The work during the NIMBqUS project was both analytical and numerical. That is to say that the problems identified as interesting were attacked both with mathematical methods - here one tries to prove interesting mathematical statements about quantities in a theory, in this case quantum mechanics, that can be related to real world effects - and computer programs - here one tries to use computer simulations to gain insights into the behavior of the systems of interest.
In the beginning, the numerical work was in the foreground. For that one has to learn an appropriate programming language, familiarize oneself with the relevant software development and debugging tools. One then needs to understand the problem at hand on a sufficiently deep level to be able to break down the computation one wants to achieve into individual instructions the computer can follow and then identify interesting situations in which the produced code can be used to answer relevant science questions.
In later stages most of the work was analytical. Here one needs to first of all absorbe a great amount of knowledge about mathematical entities and techniques. One then needs to understand the essence of the problem, often by considering simplified or generalized versions or other variants of the problem one wants to study. Often numerical simulations can provide useful intuition and typically joint work of several researchers with different backgrounds and discussions during which ideas are conceived, developed, and discarded are necessary to find a proof strategy. Conferences and visits to and by researchers working on related issues are often crucial for this creative process. From that point on, the details of the proof of the results one is aiming at have to be worked out.
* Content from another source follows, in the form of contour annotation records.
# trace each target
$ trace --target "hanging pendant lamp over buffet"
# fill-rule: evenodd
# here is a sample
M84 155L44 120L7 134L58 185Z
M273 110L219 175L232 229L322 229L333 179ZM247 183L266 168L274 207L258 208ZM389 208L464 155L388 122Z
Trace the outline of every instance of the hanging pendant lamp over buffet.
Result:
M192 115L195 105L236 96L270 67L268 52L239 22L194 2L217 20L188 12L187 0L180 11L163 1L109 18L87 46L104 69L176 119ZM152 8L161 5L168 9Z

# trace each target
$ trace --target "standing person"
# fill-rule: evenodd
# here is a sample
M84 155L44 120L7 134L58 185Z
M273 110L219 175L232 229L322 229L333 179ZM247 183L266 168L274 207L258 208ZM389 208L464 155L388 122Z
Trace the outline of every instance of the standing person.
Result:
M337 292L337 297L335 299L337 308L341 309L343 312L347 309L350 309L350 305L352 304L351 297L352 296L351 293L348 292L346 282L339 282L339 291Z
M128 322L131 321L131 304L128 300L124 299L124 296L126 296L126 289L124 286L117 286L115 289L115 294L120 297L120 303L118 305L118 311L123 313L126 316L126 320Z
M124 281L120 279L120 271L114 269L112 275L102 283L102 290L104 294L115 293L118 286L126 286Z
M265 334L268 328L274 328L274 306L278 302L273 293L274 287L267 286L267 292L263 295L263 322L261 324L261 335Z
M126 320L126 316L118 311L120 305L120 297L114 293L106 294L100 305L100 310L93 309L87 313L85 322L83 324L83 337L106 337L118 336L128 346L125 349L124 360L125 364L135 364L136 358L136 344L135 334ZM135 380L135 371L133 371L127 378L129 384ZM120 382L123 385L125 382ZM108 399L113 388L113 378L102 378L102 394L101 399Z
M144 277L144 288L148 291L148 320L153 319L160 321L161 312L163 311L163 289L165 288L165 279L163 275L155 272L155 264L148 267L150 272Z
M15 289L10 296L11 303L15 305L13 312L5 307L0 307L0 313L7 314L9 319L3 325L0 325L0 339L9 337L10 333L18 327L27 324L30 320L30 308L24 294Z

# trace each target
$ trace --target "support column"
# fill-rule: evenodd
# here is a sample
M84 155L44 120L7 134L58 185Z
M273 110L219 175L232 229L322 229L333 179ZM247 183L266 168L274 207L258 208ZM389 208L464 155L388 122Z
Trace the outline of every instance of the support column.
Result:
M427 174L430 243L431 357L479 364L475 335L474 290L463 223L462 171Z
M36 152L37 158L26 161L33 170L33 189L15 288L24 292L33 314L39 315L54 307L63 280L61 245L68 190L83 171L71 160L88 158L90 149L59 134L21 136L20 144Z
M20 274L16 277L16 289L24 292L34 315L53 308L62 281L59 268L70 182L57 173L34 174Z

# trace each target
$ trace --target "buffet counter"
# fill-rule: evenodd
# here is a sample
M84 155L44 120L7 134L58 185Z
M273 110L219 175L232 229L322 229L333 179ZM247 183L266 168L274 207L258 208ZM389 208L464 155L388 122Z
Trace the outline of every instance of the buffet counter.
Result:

Once the results have been obtained, they must be written up in a form understandable for fellow researchers using precise language and the appropriate mathematical formalism. During NIMBqUS, results which, when written in a style understandable for researchers with an appropriate background, fill no less than 10 scientific papers, have been obtained in this way. All of them have in common that they advance our understanding of properties of quantum many-body systems. This constitutes the overall main result achieved.
These results have been disseminated during about a dozent conferences, discussed with colleagues during visits and invitations to give seminars. They have further been picked up by popular science and general press outlets.
In addition to the scientific work, a plethora of service activities to the scientific community have been carried out, ranging from acting as a referee to knowledge transfer and outreach activities. A very significant amount of time also had to be invested in applications for follow-up grants and academic positions, as well as the preparations for the respective job interviews. Especially during the second year, this has consumed a very substantial part of the working hours.